Happy's dumplings selling like hot cakes

Happy Makhalemele and her family almost lost everything they had during the Covid-19 lockdown, but her ingenuity to get her popular steamed bread into leading retailer Spar was a game changer.

Happy Makhalemele
Happy Makhalemele (Supplied)

Happy Makhalemele and her family almost lost everything they had during the Covid-19 lockdown, but her ingenuity to get her popular steamed bread into leading retailer Spar was a game changer. This did not only save her business but catapulted it into mainstream expansion.

The 43-year-old now distributes her product, Happy's Premium Dumplings, to three Spar stores and a Jay Jay butchery in Johannesburg. 

Makhalemele, from Tweeling-Mafahlaneng in the Free State, and her husband Bushy have been in the catering business for 21 years, selling mogodu on Mondays as well as magwinya and mince at Alexandra Taxi Rank. She sold mince and magwinya on a part-time basis because she had a full-time job as a data capturer at the traffic department. Her husband distributed gas.

"I started my business in 1999 and I resigned from my job in 2003 to do this full-time," she said.

As we speak over the phone I can hear the clinking and clanking that tells me she is overseeing her restaurant, Moving Feast, which sells popular traditional food such as hard-body chicken, mogodu, steamed bread, pap and morogo in Eastbank, Alexandra.

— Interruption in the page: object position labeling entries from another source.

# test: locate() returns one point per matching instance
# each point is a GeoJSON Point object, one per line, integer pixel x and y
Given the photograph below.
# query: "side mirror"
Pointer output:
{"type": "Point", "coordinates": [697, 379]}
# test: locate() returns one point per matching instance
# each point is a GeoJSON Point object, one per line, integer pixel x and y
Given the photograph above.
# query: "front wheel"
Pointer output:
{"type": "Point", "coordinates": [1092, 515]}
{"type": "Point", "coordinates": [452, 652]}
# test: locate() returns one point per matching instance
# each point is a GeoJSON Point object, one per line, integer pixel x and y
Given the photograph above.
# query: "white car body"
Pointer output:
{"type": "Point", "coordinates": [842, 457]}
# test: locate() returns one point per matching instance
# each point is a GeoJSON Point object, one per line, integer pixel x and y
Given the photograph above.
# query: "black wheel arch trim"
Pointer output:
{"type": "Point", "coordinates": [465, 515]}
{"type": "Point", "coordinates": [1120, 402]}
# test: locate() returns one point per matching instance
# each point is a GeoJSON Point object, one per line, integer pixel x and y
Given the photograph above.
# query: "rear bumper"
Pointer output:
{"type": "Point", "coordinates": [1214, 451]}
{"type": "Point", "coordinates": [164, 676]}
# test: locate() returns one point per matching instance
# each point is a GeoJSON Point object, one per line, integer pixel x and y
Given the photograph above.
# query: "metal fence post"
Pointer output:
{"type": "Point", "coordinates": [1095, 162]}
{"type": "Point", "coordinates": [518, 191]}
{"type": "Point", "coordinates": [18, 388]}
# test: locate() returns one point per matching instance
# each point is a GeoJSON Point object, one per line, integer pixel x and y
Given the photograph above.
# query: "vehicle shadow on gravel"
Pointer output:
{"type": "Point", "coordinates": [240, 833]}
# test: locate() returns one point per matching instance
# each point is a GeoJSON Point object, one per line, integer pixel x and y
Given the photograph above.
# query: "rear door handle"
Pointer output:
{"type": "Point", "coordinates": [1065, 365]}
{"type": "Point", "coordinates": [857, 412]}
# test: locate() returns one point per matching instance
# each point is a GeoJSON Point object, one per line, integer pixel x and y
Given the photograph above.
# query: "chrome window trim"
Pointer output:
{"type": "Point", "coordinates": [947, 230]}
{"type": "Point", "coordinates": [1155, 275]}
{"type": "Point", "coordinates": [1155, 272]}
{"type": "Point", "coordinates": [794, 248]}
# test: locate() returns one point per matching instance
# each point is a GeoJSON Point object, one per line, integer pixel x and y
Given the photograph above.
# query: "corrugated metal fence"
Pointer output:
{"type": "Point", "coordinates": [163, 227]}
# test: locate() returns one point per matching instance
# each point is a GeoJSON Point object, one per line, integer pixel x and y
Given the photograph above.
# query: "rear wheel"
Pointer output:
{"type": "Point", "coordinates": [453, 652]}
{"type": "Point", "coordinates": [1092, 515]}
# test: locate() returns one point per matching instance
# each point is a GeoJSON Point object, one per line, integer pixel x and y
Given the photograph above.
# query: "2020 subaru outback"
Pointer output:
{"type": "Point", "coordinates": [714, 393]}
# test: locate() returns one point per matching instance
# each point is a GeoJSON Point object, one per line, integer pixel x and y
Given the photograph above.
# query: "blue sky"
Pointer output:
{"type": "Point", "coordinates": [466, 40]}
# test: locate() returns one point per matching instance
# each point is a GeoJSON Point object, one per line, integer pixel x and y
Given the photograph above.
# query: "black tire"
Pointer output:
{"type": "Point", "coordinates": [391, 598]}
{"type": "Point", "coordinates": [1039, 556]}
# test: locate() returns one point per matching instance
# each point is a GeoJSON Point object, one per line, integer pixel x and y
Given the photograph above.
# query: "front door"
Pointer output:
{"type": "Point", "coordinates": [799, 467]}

Makhalemele, who is a mother of four, said at first she and her husband would knead dough for fat cakes and steamed bread without a proper recipe from their flat in Alexandra.  "It was  trial and error and it was hard but we were having fun," she said.

When they nailed their recipes people would flock to their stall at the rank, which allowed them to grow their business. They were also able to buy their first caravan. "We even had to move out of our house in Eastbank and transform it into a workshop," she said.

Makhalemele said she has nine permanent employees who help her keep the ship running. Her son Theo is also following in her footsteps after studying to become a chef.

"When we started we were selling magwinya and mince for R1. Getting stock was hard because of no money...now my biggest challenge was the lockdown," she said.

"March is when our business picks up every year. We never do very well in January and February but then the president said on the 26th [of March] we will have a lockdown."

It was sink or swim with the banks wanting to take their property and cars but her deal with Spar ended up saving them as well as the lowering of lockdown levels which allowed her customers to order food on Uber eats. The entrepreneur said she wants to have a factory in close proximity to Alexandra so she can create jobs.

Makhalemele is also planning on going back to school to study food science to make sure she understands every aspect of the food business. She never finished her BCom degree as a young woman.

"I also want to take my product to other retailers like Woolworths and Checkers as well as my mogodu which can be frozen. I feel like my dumpling should be a household essential like your favourite bread."